CPA in turn expresses its deep concern over the continuing erosion of the right of Sri Lankans to exercise their franchise at local government elections. The government is responsible for this erosion through the abuse of the President’s power to promulgate Emergency Regulations (ERs) under the Public Security Ordinance (PSO). CPA also fears that any legislation resembling the publicly released outlines of the proposed Jana Sabha and Colombo Metropolitan Corporation Bills will deprive citizens of the fundamental civil right to elect decision-makers at the local authority level.
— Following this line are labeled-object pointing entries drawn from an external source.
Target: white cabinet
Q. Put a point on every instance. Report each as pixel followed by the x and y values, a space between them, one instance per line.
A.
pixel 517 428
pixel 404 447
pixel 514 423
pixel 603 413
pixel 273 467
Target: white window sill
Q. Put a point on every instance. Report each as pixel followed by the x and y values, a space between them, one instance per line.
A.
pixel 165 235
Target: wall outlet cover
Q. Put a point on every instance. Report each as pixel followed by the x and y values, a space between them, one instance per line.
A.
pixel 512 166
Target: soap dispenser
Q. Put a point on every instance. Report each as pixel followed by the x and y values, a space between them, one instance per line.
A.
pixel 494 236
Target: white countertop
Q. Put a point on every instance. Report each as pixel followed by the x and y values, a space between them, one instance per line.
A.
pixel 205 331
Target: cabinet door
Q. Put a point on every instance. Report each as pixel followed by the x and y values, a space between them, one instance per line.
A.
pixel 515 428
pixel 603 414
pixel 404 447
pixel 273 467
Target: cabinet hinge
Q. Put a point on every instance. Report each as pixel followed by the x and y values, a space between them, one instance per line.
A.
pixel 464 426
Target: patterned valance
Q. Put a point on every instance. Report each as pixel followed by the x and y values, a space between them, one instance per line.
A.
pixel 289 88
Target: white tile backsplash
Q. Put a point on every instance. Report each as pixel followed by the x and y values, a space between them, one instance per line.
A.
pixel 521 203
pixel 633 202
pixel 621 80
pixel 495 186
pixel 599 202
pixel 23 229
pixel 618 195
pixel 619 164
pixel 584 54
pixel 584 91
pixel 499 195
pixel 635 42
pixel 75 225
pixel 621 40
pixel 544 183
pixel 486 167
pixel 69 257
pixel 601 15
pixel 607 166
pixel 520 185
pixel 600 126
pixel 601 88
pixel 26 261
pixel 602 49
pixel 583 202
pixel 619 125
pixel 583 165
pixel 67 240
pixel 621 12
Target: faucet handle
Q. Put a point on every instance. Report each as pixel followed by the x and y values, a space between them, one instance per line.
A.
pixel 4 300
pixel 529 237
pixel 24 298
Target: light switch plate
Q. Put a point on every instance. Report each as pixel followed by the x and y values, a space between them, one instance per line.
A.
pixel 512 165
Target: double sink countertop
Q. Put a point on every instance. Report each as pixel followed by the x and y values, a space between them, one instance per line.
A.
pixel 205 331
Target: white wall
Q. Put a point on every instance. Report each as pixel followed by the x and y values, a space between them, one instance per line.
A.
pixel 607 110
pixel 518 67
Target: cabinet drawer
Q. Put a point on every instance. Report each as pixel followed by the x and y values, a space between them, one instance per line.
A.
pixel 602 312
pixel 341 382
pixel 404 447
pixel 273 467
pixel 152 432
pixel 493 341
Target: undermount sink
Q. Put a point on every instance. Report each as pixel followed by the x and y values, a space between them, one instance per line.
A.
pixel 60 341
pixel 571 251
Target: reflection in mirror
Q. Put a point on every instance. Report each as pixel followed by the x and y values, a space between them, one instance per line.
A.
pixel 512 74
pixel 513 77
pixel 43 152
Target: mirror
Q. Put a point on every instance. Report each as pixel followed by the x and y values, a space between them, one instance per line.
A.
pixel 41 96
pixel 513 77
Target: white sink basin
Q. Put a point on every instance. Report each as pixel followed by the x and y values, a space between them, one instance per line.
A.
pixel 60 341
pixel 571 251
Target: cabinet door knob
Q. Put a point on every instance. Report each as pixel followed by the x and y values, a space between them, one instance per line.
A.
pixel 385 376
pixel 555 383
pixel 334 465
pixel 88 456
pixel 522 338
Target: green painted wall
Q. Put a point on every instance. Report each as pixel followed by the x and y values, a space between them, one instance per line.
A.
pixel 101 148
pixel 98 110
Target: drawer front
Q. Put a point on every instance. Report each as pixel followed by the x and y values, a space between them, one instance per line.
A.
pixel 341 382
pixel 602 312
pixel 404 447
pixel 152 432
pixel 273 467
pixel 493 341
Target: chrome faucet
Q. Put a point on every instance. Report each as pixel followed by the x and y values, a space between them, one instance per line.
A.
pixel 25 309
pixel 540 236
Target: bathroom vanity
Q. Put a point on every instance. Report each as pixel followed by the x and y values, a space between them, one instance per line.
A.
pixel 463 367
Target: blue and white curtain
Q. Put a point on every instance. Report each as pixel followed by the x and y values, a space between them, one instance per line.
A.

The most basic of expectations in a democracy is that elections are held periodically according to law. We are concerned that the government is steadily undermining this expectation in relation to the local government level. The appointment in July 2009, through E.R. No. 1 of 2009, of a Competent Authority who continues to exercise all the powers otherwise exercisable by elected members of the Colombo Municipal Council portended this trend. In January of 2011, the President once again used his power to promulgate ERs to artificially extend the term of office of the members of 22 local authorities until the 30th of June 2011, thus preventing elections from being held at four year intervals as demanded by law. While the government publicly cited the Cricket World Cup as the reason for the postponement of elections, more than eight weeks after the conclusion of the World Cup, there is still no sign of elections being held. Instead, in March 2011, E.R. No. 3 of 2011 further extended the term of office of the members of the same 22 local authorities to 31st December 2011.

We are unequivocally of the view that the use of emergency powers in day-to-day governance in peacetime is an abuse of those powers and unacceptable in a democracy. The use of emergency regulations to execute the presidential fiat in relation to local government is not only plainly illegal and beyond the scope of the powers conferred by the PSO, but it is also a partisan usurpation of and interference with the democratic structures that are closest to the people. This evinces not only the dangers of the continuation in force of the state of emergency and the normalisation of these extraordinary powers in civil administration, but also the government’s tendency to centralisation and executive unilateralism.

Meanwhile, Cabinet has reportedly authorised plans to set up a Colombo Metropolitan Corporation, which by all accounts will be chaired by an unelected official directly appointed by either the President or a Cabinet Minister. This body will reportedly exercise supervisory and executive authority over the existing local authorities in the Colombo metropolitan area. With the Bill expected to be presented to Parliament later this year, CPA fears that voters in the Colombo area will not be able to meaningfully exercise their franchise at the local level. Cabinet has also decided to proceed with the country-wide establishment of Jana Sabhas with similar supervisory and executive authority over local authorities. The membership of these Jana Sabhas will not be limited to elected officials, who will likely find themselves a minority within these bodies, which will comprise civil servants, direct ministerial appointees and heads of local authorities.

Taken together, CPA believes that these interferences and initiatives with regard to local government represent a grave assault on the franchise and associated fundamental human rights, which constitute the democratic entitlement of Sri Lankan citizen.